The survey found that employee negligence (due to non-compliance with policies) is the leading cause of data loss incidents, while over a quarter (27%) of incidents come from malicious insiders. The intentional data theft is also taking its toll on IT teams, as the data revealed it took security and risk management teams up to three days to detect and remediate a data loss incident caused by a malicious insider via email.
The most common types of confidential and sensitive information lost or intentionally stolen include: customer information (61%); intellectual property (56%); and consumer information (47%). User-generated data (sensitive email content, text files, M&A documents), regulated data (credit card details, social security numbers, national ID numbers, employee details), and intellectual property have emerged as the three most difficult types of data to protect from data loss.
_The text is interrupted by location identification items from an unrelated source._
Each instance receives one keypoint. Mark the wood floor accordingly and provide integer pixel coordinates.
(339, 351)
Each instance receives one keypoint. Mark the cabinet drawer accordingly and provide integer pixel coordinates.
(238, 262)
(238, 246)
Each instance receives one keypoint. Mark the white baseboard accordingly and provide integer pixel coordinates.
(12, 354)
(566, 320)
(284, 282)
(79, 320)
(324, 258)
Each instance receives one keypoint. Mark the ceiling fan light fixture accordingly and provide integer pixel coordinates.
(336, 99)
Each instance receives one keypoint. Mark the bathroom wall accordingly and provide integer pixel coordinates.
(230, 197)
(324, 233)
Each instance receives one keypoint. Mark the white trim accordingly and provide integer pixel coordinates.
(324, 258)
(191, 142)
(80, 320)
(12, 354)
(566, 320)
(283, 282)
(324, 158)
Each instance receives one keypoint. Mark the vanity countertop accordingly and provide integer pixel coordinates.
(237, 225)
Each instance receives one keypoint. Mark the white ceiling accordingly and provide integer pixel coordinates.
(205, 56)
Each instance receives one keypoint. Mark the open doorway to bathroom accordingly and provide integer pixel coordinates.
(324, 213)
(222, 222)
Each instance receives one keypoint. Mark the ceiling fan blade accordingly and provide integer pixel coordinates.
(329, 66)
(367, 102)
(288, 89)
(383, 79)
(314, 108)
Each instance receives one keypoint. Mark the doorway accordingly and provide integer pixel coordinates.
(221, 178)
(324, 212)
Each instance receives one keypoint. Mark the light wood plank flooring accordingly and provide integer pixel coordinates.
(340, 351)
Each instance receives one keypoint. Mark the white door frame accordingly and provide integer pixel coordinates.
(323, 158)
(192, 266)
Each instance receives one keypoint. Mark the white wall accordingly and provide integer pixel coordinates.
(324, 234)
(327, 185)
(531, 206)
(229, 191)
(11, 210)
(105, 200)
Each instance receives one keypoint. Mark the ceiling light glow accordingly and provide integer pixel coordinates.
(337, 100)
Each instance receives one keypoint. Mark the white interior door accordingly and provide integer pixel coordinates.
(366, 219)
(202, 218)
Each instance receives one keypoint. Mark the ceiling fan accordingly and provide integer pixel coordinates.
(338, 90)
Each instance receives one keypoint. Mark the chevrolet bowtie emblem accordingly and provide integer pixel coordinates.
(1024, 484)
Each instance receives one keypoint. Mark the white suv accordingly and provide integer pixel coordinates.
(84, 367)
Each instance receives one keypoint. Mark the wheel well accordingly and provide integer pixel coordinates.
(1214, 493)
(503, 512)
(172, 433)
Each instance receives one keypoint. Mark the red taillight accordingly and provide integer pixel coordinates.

Businesses can’t protect what they can’t see, and lack of visibility into sensitive data that employees transfer from the network to their personal email was cited as the most common barrier (54%) to preventing data loss. Additionally, the majority of organizations (73%) are concerned that employees do not understand the sensitivity or confidentiality of data they share via email.
Despite these risks, organizations do not have adequate training. While 61% have received security awareness training, only about half of IT security leaders say their programs adequately address the sensitivity and confidentiality of data employees can access via email.
According to Josh Yavor, Tessian’s CISO, security awareness training that deals directly with common types of data loss and a security culture that builds trust among employees will ultimately help limit the amount of data flowing out of an organization.